I don’t ever remember crossing the road to the service station by myself, but sometimes I went with my sister, Gracie, who was a big safe girl. There was a bench beside the door to the store, and a fat man sat on the bench. I did not like to go near the fat man because he wasn’t us. I did not like to go inside the store because it was dark and my father was dark too and he was there. He had dark eyes that said don’t-come-in-here and were so dark that he could see right through the high shelves full of things in cans and bottles and boxes so there was no place to hide.
One time, in front of the service station, someone had a red wagon and someone had a white horse, and that someone said, “I can make my horse sit in the wagon.” and he did. The horse actually sat in the red wagon scattering gravel with its hind feet, and it bent the wagon. The boy whose wagon it was started to cry. I felt very sorry for him and I cried too. I think this must have been a dream. Can a horse really sit in a child’s wagon?

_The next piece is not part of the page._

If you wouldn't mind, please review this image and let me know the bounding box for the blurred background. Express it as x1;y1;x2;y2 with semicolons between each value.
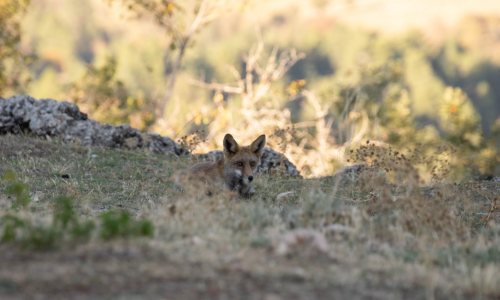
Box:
0;0;500;180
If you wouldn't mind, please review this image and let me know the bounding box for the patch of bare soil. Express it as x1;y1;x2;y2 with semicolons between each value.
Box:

Another time Gracie came home from the store and she was laughing. She said that the fat man who sat on the bench always pulled up his pants at the knees before he sat down, and so this time she had walked right up to him and asked him, “Why do you pull up your pants legs before you sit down”? His face turned red and he mumbled, “So I won’t tear my pants.” Gracie had laughed all the way home because she thought it was so funny. There is no accounting for some little girl’s taste in humor. That is all I remember about the time we lived in Tygh Valley when I was two years old.